The general way to account for transferring money is to credit the originating account, and debit the destination account. This will only affect the balance sheet accounts.
For example:
Transferring (buying) 10,000 worth of fix term bank deposits
Fix term bank deposit 10,000
Checking account 10,000
Interest is paid:
Checking account 50
Interest income 50
The bank deposit reaches maturity, so the principle is returned, with the final interest payment.
Checking account 10,050
Fix term bank deposit 10,000
Interest income 50
The accounts Checking account
and Fixed term bank deposit
are asset accounts, which show up on the balance sheet. The Interest income
is an income account, which will show up in the income statement. This is how a fixed term/CD is usually recorded.

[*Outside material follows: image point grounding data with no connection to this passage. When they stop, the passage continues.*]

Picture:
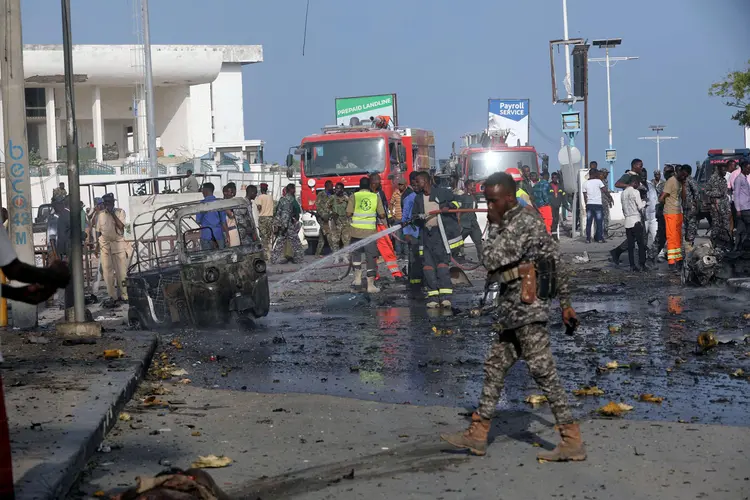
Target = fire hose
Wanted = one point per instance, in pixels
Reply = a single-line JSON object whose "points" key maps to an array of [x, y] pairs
{"points": [[430, 215]]}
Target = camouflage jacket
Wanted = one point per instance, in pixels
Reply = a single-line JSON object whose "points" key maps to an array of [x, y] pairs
{"points": [[323, 205], [285, 216], [522, 237]]}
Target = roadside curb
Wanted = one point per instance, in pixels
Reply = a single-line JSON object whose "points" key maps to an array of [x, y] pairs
{"points": [[40, 485]]}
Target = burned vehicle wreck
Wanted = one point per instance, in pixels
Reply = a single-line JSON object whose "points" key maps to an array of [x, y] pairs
{"points": [[183, 273]]}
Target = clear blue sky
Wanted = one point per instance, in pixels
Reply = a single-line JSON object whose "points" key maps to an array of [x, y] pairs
{"points": [[445, 58]]}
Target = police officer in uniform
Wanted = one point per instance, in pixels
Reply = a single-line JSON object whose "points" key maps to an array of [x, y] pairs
{"points": [[524, 262], [438, 235], [363, 209]]}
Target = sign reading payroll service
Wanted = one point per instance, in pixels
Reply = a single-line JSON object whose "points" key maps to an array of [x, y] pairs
{"points": [[513, 115], [365, 107]]}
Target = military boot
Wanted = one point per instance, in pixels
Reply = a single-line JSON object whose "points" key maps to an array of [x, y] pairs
{"points": [[357, 278], [474, 438], [371, 288], [570, 447]]}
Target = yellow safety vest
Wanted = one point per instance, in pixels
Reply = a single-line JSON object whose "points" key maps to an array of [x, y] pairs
{"points": [[365, 210]]}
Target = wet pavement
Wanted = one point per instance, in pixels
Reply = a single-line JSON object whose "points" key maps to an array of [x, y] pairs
{"points": [[391, 349]]}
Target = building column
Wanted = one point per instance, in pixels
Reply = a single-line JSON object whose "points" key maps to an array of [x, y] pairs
{"points": [[96, 116], [51, 124], [142, 129]]}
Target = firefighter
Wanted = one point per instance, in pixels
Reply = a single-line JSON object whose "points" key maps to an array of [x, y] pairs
{"points": [[438, 235], [110, 230], [385, 245]]}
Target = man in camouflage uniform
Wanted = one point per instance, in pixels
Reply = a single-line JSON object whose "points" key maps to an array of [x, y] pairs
{"points": [[339, 221], [690, 208], [323, 216], [721, 212], [517, 241], [284, 227]]}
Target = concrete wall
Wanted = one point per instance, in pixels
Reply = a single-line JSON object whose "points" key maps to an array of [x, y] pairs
{"points": [[201, 126], [226, 96]]}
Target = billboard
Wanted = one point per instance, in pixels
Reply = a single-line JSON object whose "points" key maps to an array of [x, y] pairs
{"points": [[364, 107], [512, 115]]}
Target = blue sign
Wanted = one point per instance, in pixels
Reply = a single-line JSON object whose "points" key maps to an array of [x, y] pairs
{"points": [[511, 116]]}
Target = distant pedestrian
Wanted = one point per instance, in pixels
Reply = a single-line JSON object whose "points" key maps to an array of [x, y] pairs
{"points": [[672, 198], [265, 218], [593, 194]]}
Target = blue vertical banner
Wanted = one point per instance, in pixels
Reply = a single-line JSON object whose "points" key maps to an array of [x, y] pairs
{"points": [[511, 115]]}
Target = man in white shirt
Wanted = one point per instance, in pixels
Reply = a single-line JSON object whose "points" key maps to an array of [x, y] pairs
{"points": [[632, 205], [593, 192]]}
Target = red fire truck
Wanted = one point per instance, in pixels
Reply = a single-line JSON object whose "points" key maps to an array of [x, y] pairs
{"points": [[346, 154], [483, 154]]}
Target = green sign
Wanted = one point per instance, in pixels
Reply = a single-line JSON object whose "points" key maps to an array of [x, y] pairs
{"points": [[365, 107]]}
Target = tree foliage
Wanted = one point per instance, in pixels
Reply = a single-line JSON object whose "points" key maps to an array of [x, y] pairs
{"points": [[735, 90]]}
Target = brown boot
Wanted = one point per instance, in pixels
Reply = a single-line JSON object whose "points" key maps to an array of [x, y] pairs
{"points": [[570, 447], [474, 438]]}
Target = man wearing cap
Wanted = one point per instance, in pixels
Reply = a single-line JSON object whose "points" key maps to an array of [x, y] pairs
{"points": [[112, 247], [265, 218]]}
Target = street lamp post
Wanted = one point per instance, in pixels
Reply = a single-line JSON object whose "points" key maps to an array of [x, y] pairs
{"points": [[658, 138], [606, 44]]}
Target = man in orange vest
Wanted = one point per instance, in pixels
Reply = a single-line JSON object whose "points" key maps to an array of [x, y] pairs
{"points": [[385, 245]]}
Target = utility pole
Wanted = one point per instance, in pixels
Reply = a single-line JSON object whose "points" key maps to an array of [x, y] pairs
{"points": [[606, 44], [78, 327], [658, 138], [17, 175], [150, 121]]}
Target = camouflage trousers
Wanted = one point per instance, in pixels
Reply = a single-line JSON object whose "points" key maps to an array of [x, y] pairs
{"points": [[325, 235], [265, 226], [691, 226], [530, 343], [339, 234], [289, 236], [605, 220]]}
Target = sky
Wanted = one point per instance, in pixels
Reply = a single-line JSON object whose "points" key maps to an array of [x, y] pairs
{"points": [[445, 58]]}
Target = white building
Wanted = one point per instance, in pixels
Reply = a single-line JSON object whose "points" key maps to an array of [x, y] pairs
{"points": [[197, 98]]}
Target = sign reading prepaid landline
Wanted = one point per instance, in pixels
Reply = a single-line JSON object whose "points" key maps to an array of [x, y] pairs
{"points": [[511, 115], [365, 107]]}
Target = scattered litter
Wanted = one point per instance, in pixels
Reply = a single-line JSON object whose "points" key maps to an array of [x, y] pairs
{"points": [[650, 398], [536, 399], [34, 339], [613, 409], [113, 353], [211, 462], [588, 391], [440, 332], [153, 401], [706, 340], [582, 259]]}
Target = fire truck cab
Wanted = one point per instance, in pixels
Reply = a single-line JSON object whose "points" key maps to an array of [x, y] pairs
{"points": [[346, 154]]}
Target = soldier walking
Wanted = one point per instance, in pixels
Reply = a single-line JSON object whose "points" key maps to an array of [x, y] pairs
{"points": [[525, 262], [265, 218], [323, 216], [284, 224], [339, 220]]}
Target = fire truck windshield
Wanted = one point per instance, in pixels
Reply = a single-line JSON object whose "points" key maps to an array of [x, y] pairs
{"points": [[344, 157], [486, 163]]}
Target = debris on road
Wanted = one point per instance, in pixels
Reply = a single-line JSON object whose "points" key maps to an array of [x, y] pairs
{"points": [[211, 462], [588, 391], [613, 409]]}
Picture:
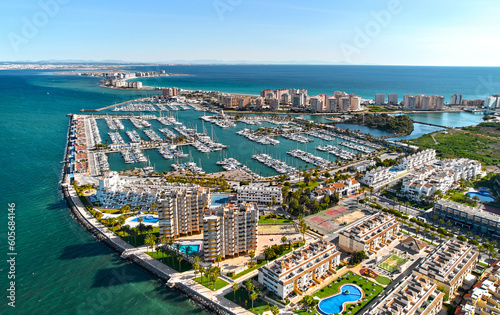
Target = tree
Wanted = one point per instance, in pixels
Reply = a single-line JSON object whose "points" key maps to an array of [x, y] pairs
{"points": [[235, 288], [218, 259], [253, 297], [249, 285], [179, 258], [202, 270], [124, 209], [283, 239], [251, 254], [150, 240]]}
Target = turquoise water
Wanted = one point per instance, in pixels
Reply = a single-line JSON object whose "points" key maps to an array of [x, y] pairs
{"points": [[192, 248], [334, 304], [147, 219], [482, 195], [60, 267]]}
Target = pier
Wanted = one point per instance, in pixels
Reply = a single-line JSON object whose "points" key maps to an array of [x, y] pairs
{"points": [[429, 124]]}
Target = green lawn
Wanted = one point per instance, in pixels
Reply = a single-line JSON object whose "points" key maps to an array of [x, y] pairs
{"points": [[383, 280], [367, 287], [311, 185], [242, 296], [279, 220], [167, 260], [219, 284], [263, 262], [392, 263]]}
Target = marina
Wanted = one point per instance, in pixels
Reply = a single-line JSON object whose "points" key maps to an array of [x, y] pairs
{"points": [[279, 166], [230, 164], [343, 154], [310, 158]]}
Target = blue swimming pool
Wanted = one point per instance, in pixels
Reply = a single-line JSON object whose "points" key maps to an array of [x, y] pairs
{"points": [[218, 200], [482, 195], [190, 248], [334, 304], [147, 219]]}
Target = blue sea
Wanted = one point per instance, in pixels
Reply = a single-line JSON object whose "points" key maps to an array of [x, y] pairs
{"points": [[60, 268]]}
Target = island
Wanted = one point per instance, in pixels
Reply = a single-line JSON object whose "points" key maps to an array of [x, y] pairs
{"points": [[400, 125]]}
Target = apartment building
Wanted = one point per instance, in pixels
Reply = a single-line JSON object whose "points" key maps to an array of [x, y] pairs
{"points": [[413, 295], [371, 234], [441, 175], [260, 194], [181, 208], [230, 231], [418, 159], [484, 297], [448, 265], [301, 269], [473, 218], [378, 176]]}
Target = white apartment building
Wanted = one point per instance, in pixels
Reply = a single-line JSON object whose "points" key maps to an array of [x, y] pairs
{"points": [[441, 175], [379, 99], [392, 99], [413, 295], [230, 231], [180, 210], [301, 269], [425, 157], [371, 234], [377, 176], [260, 194], [448, 265]]}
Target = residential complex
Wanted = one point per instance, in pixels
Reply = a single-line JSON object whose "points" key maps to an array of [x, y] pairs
{"points": [[465, 216], [181, 209], [424, 157], [378, 176], [423, 102], [301, 269], [413, 295], [448, 265], [484, 297], [440, 176], [230, 231], [371, 234], [260, 194]]}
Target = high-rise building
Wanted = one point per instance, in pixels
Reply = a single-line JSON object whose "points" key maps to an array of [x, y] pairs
{"points": [[456, 99], [379, 99], [492, 101], [331, 104], [265, 92], [230, 231], [355, 102], [180, 210], [393, 99]]}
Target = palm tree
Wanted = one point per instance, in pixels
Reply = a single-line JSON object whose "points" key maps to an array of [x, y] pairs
{"points": [[218, 259], [235, 288], [252, 255], [202, 270], [253, 297], [150, 240], [179, 258], [249, 285], [283, 239]]}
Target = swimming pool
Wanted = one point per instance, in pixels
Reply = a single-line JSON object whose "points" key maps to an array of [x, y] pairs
{"points": [[218, 200], [335, 303], [147, 219], [190, 248], [482, 195]]}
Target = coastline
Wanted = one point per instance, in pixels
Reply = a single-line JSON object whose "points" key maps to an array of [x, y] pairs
{"points": [[200, 295]]}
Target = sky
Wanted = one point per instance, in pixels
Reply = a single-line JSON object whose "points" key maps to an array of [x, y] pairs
{"points": [[384, 32]]}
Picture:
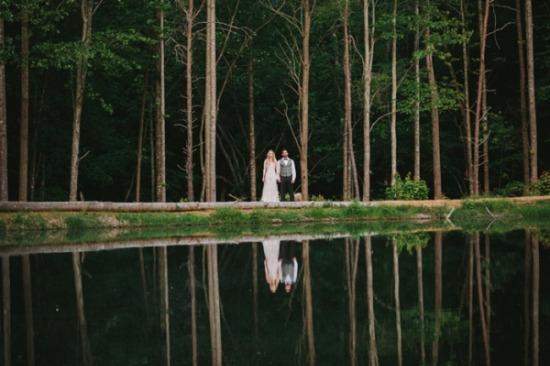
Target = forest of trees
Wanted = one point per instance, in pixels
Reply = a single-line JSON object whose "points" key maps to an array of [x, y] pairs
{"points": [[179, 100]]}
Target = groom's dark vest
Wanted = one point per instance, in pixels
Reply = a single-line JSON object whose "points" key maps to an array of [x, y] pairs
{"points": [[286, 170]]}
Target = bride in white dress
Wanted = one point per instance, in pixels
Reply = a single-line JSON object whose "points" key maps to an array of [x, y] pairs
{"points": [[270, 192]]}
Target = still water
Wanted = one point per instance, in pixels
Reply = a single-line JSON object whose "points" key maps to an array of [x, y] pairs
{"points": [[406, 298]]}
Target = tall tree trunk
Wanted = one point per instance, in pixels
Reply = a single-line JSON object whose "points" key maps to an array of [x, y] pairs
{"points": [[466, 101], [417, 101], [252, 127], [434, 97], [308, 305], [6, 308], [3, 123], [523, 97], [24, 129], [367, 103], [480, 91], [531, 91], [393, 114], [373, 355], [87, 12], [189, 90], [304, 101], [160, 139], [141, 136], [29, 319], [210, 103], [397, 302]]}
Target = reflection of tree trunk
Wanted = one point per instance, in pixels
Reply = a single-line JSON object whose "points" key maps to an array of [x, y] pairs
{"points": [[308, 303], [27, 290], [471, 300], [255, 293], [164, 304], [214, 305], [86, 352], [488, 285], [438, 243], [397, 302], [481, 299], [536, 284], [420, 282], [352, 257], [193, 296], [526, 298], [373, 356], [6, 309]]}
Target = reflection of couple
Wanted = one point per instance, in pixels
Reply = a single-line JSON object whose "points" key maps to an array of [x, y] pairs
{"points": [[278, 171], [280, 264]]}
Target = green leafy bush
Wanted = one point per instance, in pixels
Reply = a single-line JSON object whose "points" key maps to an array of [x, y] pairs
{"points": [[407, 189]]}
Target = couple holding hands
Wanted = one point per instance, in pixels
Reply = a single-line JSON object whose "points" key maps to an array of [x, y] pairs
{"points": [[281, 171]]}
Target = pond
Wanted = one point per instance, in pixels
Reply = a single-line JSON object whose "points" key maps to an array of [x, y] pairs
{"points": [[437, 297]]}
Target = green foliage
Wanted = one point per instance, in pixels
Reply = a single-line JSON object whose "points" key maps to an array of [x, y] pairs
{"points": [[407, 189], [542, 186]]}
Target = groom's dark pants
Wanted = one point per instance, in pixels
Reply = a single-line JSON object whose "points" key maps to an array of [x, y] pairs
{"points": [[287, 187]]}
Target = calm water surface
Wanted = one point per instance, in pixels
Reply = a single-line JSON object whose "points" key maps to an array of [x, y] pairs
{"points": [[434, 298]]}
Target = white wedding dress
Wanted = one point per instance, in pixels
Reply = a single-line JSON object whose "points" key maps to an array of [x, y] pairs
{"points": [[270, 192]]}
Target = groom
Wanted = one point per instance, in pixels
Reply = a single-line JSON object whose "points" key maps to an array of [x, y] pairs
{"points": [[288, 176]]}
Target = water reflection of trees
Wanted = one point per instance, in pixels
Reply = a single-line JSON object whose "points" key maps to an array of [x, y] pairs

In certain cases, where the business must follow an accounting standard, this may very well be insufficient, but this situation will be unlikely if it's a small private sports club.
Having said that, double check to make sure what you've stated is indeed correct, and look back into the past entries to see how it was dealt with before, especially since you said this bookkeeping job is temporary. I would strongly advise against changing non-recent entries, even if they are incorrect.
For the insurance payments, that would depend on how the damaged assets were accounted for. It's a little hard to say without more detail-- the extent of the damage, how the diminished value was accounted for in the books, the cost of repair materials, etc.